His mother had taken his father’s death quietly, like she took most things, and Mark didn’t feel right leaving her to head back to the city. Not yet. She wasn’t eating much, talking even less, and he knew she’d never accept paid help coming to the house.

And so, here he was.

Mark brought himself back to the chart in front of him, belonging to a guy who’d wrapped his truck around a tree last month and was coming in this afternoon for a follow-up. Finally, a patient not presenting the usual characters of COPD, obesity, type 2 diabetes, Crohn’s, ulcerative co—

Sudden movement to his right drew his attention outside the clinic window, where a cat darted down the empty main drag, chasing a windblown Sonic paper bag. The familiar pang of altruistic hubris, which had convinced him he could save the world by resolving the pesky nuisance of cancer, bit at his gut.

I should be in the lab, not begging patients to stop digging their own graves with chili cheese fries.

He hated himself immediately for the thought. Being back home had blown the dust off an unfamiliar negative streak, and the cynicism ran counter to his being. He’d pursued medicine to help people and had sunk a lot of his time, and his parents’ credit, into his education, residency, and research.

The bell hanging from the clinic door jangled against the glass, offering Mark an opportunity to actually help somebody in person. He knew he should be embracing the change, since what he’d been doing in medicine hadn’t seemed to be filling whatever hole he needed filled. “Hang on, be right with you.”

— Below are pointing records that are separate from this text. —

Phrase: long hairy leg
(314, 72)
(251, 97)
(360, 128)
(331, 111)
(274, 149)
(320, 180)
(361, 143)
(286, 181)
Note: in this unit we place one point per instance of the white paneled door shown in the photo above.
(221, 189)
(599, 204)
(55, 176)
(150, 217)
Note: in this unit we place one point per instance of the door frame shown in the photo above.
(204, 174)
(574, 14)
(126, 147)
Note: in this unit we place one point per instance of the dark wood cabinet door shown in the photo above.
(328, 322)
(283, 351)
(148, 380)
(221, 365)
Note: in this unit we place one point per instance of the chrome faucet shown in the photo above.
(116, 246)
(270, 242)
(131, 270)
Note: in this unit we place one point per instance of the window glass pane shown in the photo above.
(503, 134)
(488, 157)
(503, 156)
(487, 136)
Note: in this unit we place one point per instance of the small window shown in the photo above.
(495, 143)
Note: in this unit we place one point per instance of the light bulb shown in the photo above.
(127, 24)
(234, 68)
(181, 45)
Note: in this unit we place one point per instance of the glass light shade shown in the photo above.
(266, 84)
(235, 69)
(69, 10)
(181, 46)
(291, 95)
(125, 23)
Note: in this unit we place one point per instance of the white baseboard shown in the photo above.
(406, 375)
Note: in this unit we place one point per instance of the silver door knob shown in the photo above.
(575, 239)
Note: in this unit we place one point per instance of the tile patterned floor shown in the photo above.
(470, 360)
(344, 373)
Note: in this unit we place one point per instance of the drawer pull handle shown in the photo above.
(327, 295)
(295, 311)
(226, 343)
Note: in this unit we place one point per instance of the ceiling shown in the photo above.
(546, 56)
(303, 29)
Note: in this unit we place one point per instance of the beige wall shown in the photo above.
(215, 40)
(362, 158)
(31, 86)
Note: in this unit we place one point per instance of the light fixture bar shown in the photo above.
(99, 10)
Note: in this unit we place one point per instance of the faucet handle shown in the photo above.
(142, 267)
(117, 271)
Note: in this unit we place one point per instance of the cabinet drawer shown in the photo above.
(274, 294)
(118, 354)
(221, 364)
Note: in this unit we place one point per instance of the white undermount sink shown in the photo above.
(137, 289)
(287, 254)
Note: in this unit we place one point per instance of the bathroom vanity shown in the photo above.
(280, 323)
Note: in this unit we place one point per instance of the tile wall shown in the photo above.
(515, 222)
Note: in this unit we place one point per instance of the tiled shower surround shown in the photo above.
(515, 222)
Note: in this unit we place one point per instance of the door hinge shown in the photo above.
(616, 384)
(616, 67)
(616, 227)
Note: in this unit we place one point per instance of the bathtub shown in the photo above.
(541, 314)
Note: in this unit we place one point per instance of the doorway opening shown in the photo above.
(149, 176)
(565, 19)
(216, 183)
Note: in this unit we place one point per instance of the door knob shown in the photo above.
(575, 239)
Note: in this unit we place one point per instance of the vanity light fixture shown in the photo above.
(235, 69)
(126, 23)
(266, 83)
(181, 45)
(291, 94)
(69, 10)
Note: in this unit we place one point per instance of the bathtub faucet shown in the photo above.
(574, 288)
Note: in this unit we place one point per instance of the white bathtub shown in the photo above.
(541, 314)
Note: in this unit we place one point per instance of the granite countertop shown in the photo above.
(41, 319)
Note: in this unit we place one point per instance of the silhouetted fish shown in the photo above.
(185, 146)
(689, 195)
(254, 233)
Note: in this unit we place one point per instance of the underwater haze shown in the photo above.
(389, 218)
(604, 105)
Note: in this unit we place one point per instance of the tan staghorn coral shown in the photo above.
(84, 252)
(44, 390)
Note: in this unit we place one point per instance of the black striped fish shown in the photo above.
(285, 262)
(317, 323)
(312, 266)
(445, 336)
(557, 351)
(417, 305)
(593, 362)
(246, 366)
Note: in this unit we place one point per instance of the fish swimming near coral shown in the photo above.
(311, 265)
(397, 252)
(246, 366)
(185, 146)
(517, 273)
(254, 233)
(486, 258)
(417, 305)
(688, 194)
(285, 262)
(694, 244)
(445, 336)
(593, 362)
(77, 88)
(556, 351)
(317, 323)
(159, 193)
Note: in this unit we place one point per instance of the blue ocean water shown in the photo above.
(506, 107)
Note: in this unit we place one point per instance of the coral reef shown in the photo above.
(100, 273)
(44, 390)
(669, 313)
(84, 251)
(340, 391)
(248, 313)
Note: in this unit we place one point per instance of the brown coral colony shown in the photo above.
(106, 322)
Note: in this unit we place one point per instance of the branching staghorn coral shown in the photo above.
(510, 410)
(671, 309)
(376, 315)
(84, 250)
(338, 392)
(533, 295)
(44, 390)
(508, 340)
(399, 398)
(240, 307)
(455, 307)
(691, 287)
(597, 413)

He hurried into the exam room, threw the patient’s chart on the folding chair by the sink, and quickly washed his hands. Inherited crystal blue eyes studied him from the mirror, delivering his father’s cancer origin story. The enemy came from somewhere.

“Okay, old man. I hear you. Haven’t forgotten. Seek and destroy, wherever it comes from.”

A confused voice punctured Mark’s conversation with his reflection. “Huh? Hello?”

Mark turned off the water and straightened at the waist. He checked the chart sitting open on the counter next to the sink and dried his hands on a paper towel as he walked out of the exam room. “You must be Jake.” He offered his right hand. “I’m Mark.”